On Day 13, the FSG was significantly reduced in participants receiving dapagliflozin with or without metformin as compared to their FSG levels two days prior to first dose: -14.5 percent (p-value less than 0.05), -17.3 percent (p-value less than 0.05), -21.9 percent (p-value less than 0.001) for dapagliflozin at 5 mg, 25 mg and 100 mg, respectively. FSG was reduced by -6.3 percent in participants receiving placebo with or without metformin.

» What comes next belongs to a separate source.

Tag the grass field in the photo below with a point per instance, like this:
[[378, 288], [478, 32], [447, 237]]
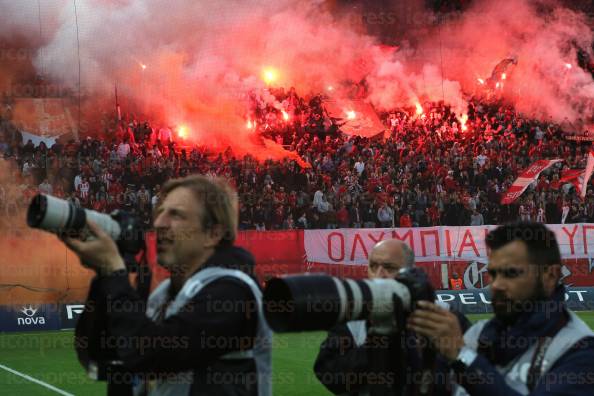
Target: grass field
[[49, 357]]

There were no discontinuations due to adverse events and no serious adverse events were reported. Adverse events included two events of hypoglycemia in subjects receiving dapagliflozin co-administered with metformin. There were two events of vulvovaginal infection in the study (one subject receiving dapagliflozin alone and one subject receiving dapagliflozin+metformin). Adverse events occurred with similar frequency in subjects receiving dapagliflozin or placebo. The most frequently reported adverse events were: constipation (n=7; 1/19 on dapagliflozin+metformin, 3/20 on dapagliflozin alone, 2/6 on placebo+metformin, 1/2 on placebo alone), nausea (n=5; 4/19 on dapagliflozin+metformin, 1/6 on placebo+metformin), and diarrhea (n=4; 3/19 on dapagliflozin+metformin, 1/6 on placebo+metformin).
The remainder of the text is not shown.